Lecture 23: The SVD and Condition Numbers, The Matrix Exponential

In this lecture we discuss more on the SVD, and also discuss the role of eigenvalue decompositions.

The SVD and condition numbers

Recall for $A \in \mathbb R^{n \times n}$ we have

$$\|A\|_2 = \sigma_1,$$

that is the norm is the largest singular value. On the other hand, we have

$$A^{-1} = (U \Sigma V^\top)^{-1} = V \Sigma^{-1} U^\top = V \begin{pmatrix} \sigma_1^{-1} \cr & \ddots \cr && \sigma_n^{-1} \end{pmatrix} U^\top,$$

hence

$$\|A^{-1}\|_2 = \sigma_n^{-1},$$

i.e., one over the smallest singular value. Thus we have the condition number being the ratio of the largest to the smallest singular value:

$$\kappa(A) \triangleq \|A\|_2 \|A^{-1}\|_2 = {\sigma_1 \over \sigma_n}$$

Hilbert matrix example, revisited

We saw before that the Hilbert matrix was very badly conditioned. We can confirm that the condition number is the ratio of largest to smallest singular value:

In [1]:
n=10

H=zeros(n,n)
for k=1:(2n-1)
    for j=1:k
        if (k-j+1)n && (j  n)
            H[k-j+1,j]=1/k
        end
    end
end

σ=svdvals(H)

cond(H),σ[1]/σ[end]
Out[1]:
(1.602475208417804e13,1.602475208417804e13)

The condition number tells us the worst case relative error in applying H, But this is an overestimate for generic vectors:

In [8]:
x=rand(n)

Δx=0.00001*rand(n)

norm(H*(x+Δx)-H*x)/norm(H*x), cond(H)*norm(Δx)/norm(x)
Out[8]:
(5.633202480002264e-6,9.192597301117952e7)

But we can use the SVD to find the vector that is highly sensitive to perturbation. The key observation is the the $k$th column of $V$ is magnified by $\sigma_k$. This means that the last column is scaled by the smallest singular value:

In [3]:
U,σ,V=svd(H)
Σ=diagm(σ)
norm(H*V[:,end]),norm(σ[end])
Out[3]:
(1.0932569988896404e-13,1.0932585172377964e-13)

Any small perturbation of this vector ignites other singular values, including the largest singular value.
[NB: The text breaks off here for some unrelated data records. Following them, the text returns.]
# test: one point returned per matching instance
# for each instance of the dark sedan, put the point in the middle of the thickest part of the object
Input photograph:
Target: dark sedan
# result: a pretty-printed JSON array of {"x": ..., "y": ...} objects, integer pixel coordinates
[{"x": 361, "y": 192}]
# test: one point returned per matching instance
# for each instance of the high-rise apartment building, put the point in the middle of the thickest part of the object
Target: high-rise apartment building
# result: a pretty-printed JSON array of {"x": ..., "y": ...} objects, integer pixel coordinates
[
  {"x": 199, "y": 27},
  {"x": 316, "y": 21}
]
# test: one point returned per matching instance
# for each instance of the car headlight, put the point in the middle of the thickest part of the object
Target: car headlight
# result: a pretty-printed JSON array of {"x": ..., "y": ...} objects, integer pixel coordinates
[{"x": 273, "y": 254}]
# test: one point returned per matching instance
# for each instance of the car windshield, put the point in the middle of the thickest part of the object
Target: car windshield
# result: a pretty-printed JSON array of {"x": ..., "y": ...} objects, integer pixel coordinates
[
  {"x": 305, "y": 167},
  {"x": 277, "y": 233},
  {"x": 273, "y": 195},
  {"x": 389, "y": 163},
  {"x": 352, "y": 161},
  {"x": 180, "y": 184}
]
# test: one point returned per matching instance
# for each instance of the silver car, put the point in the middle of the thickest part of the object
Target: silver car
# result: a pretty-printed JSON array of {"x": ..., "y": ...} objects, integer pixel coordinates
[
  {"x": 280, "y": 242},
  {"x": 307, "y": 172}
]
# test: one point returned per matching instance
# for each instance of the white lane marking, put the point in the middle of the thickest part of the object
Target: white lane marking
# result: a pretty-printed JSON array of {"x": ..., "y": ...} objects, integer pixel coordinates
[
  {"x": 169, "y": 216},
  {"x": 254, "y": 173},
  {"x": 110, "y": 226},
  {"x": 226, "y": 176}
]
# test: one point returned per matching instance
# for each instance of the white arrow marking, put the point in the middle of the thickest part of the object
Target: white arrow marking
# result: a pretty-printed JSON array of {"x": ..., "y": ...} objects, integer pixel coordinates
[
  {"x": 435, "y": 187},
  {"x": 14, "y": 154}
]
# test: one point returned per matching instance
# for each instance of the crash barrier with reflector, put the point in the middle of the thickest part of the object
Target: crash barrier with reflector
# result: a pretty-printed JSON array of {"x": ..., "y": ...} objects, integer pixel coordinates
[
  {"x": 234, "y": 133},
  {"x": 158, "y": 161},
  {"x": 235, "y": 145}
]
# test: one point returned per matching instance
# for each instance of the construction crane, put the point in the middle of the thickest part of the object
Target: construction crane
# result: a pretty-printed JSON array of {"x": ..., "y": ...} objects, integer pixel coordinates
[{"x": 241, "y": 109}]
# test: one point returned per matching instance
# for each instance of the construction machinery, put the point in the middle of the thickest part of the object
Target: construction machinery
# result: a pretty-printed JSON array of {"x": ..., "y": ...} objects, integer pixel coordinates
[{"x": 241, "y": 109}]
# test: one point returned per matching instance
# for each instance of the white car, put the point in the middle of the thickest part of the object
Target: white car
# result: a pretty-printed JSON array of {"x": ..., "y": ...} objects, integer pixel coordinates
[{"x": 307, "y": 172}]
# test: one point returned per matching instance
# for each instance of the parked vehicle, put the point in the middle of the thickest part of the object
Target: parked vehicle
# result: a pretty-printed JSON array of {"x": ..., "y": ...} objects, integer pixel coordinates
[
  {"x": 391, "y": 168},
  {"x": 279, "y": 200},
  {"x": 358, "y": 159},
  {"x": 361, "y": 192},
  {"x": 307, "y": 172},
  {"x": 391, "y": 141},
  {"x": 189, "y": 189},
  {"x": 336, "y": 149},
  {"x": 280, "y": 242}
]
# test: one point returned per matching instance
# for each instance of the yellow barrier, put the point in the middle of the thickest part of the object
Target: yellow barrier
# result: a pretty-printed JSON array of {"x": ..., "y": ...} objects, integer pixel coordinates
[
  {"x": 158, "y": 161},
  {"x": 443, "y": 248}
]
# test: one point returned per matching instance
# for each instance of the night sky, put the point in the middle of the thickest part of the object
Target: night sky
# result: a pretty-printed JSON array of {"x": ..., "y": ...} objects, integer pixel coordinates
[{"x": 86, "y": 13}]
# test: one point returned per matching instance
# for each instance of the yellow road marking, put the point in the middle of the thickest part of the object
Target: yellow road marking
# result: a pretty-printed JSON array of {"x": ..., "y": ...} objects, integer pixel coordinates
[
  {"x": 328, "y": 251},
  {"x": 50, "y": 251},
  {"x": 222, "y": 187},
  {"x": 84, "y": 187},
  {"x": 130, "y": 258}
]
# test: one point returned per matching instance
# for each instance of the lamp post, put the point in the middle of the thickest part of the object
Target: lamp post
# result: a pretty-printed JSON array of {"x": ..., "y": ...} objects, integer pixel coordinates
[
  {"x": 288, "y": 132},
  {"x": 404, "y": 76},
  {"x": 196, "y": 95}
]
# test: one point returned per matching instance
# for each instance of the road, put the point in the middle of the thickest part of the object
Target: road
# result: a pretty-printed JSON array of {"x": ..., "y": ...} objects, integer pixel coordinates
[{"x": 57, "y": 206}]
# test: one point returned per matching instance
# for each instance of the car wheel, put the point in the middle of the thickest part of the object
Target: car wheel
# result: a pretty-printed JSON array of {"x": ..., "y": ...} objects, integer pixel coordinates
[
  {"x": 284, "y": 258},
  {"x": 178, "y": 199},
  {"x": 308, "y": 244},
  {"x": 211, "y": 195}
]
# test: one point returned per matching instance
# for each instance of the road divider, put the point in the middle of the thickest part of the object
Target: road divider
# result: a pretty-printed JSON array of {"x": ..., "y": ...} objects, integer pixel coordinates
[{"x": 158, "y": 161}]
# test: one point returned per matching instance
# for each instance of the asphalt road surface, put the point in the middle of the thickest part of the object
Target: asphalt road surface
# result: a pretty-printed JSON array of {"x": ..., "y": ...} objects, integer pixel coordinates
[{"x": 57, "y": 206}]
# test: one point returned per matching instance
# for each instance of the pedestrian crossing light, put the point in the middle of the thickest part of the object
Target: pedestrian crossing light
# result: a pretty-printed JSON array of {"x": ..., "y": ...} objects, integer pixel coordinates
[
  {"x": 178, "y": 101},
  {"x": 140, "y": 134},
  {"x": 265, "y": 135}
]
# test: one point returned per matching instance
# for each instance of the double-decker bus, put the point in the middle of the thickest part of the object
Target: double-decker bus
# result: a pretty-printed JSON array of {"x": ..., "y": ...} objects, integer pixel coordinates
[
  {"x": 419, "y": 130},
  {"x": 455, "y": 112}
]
Thus the norm of the perturbation is substantially different than the unperturbed vector:

In [8]:
x=V[:,end]
Δx=0.00001*rand(n)
norm(H*(x+Δx))
Out[8]:
1.904075675613028e-5

The relative error of this perturbation is now very large, as reflected by the condition number:

In [10]:
x=V[:,end]
Δx=0.00001*rand(n)
norm(H*(x+Δx)-H*x)/norm(H*x), cond(H)*norm(Δx)/norm(x)
Out[10]:
(2.425330000204698e8,3.0140514377512914e8)

Eigenvalues and matrix powers

We now turn our attention to eigenvalue decompositions. Assume that our matrix $A \in \mathbb R^{n \times n}$ has an eigenvalue decomposition

$$A = V \Lambda V^{-1}$$

where $\Lambda$ is diagonal.

An important property of the eigenvalue decomposition is that matrix powers are diagonalized:

$$A^s = (V \Lambda V^{-1})^s = V \Lambda V^{-1} V \Lambda V^{-1} \cdots V \Lambda V^{-1} = V \Lambda^s V^{-1} = V\begin{pmatrix} \lambda_1^s \cr & \ddots \cr && \lambda_n^s \end{pmatrix}V^{-1}$$

Numerically, we want to restrict our attention to the case where $V = Q$ is orthogonal:

$$A = Q \Lambda Q^\top$$

as otherwise the condition number of $V$ may introduce large errors.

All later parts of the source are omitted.